Dio resultado, al menos con la muchedumbre. El tenso silencio se convirtió en un apasionado murmullo. El nombre del Mulo podía inspirar temor, pero al fin y al cabo era un nombre nuevo y no ahondaba tan profundamente en la conciencia de la gente como el antiguo nombre de la Fundación —que había destruido al Imperio— y cuyo temor gobernaba un cuadrante de la Galaxia con implacable despotismo.

El teniente no se inmutó. Preguntó:

—¿Conoce usted la identidad del hombre que se oculta a su espalda?

—Me han dicho que ha huido de la corte del caudillo de ustedes, pero lo único que sé seguro es que es mi amigo, y va a necesitar usted una buena prueba de su identidad para llevárselo.

Entre el gentío se oyeron sospechosos comentarios. Pero el teniente no hizo caso de ellos.

—¿Tiene usted sus documentos de ciudadanía de la Fundación?

—Están en mi nave.

—¿Se da cuenta de que sus acciones son ilegales? Puedo hacerle matar.

—No me cabe la menor duda. Pero mataría a un ciudadano de la Fundación, y es muy probable que su cuerpo fuese enviado a ella (descuartizado) como compensación parcial. Ya lo han hecho otros señores guerreros.

El teniente se humedeció los labios. La afirmación era cierta. Preguntó:

—¿Su nombre?

Toran aprovechó su ventaja.

—Contestaré a más preguntas en mi nave. En el hangar le dirán el número de mi aparcamiento; la nave está registrada bajo el nombre de Bayta.

—¿No entregará al fugitivo?

—Al Mulo tal vez. ¡Envíemelo!

La conversación había ido degenerando en un murmullo, y el teniente dio media vuelta con brusquedad.

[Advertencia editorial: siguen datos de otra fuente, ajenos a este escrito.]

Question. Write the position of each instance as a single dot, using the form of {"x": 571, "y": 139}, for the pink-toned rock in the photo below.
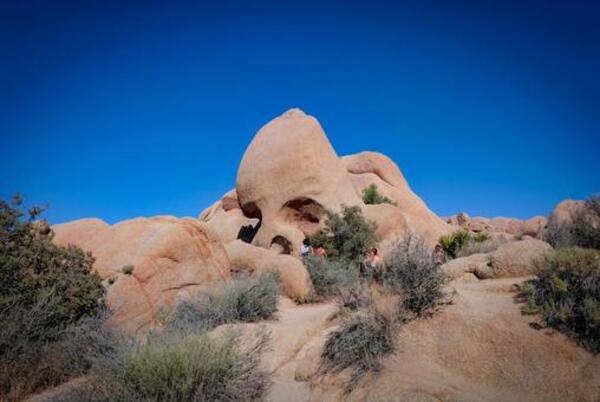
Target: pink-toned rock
{"x": 564, "y": 211}
{"x": 513, "y": 259}
{"x": 172, "y": 259}
{"x": 288, "y": 176}
{"x": 224, "y": 219}
{"x": 410, "y": 214}
{"x": 295, "y": 281}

—¡Dispersad al gentío! —ordenó a sus hombres, con reprimida ferocidad.

Restallaron los látigos eléctricos. Hubo alaridos y los curiosos se dispersaron en retirada.

Toran interrumpió una sola vez su ensoñación mientras volvían al hangar. Exclamó, casi para sus adentros:

—¡Por la Galaxia, Bay, qué mal lo he pasado! Tenía tanto miedo…

—Lo sé —repuso ella con voz temblorosa y algo parecido a la adoración en su mirada—. Ha sido algo insólito en ti.

—Bueno, aún no sé lo que ocurrió. Hablé con la pistola en la mano, sin saber siquiera cómo usarla, y le convencí. Ignoro por qué lo hice.

Miró hacia el pasillo de la nave, que les llevaba lejos del área de la playa, para ver al bufón del Mulo dormido en su asiento, y dijo con extrañeza:

—Es lo más difícil que he hecho en mi vida.

El teniente estaba cuadrado respetuosamente ante el coronel de la guarnición, y éste le miró y dijo:

—Bien hecho. Ya ha terminado su misión.

Pero el teniente no se retiró enseguida. Observó:

—El Mulo ha perdido prestigio ante la gente, señor. Será necesario llevar a cabo una acción disciplinaria para restaurar la debida atmósfera de respeto.

—Esa medida ya ha sido tomada.

El teniente se volvió a medias, y entonces dijo con resentimiento:

—Estoy dispuesto a admitir, señor, que órdenes son órdenes, pero estar ante aquel hombre con la pistola y tragarme su insolencia sin replicar ha sido lo más duro que he hecho.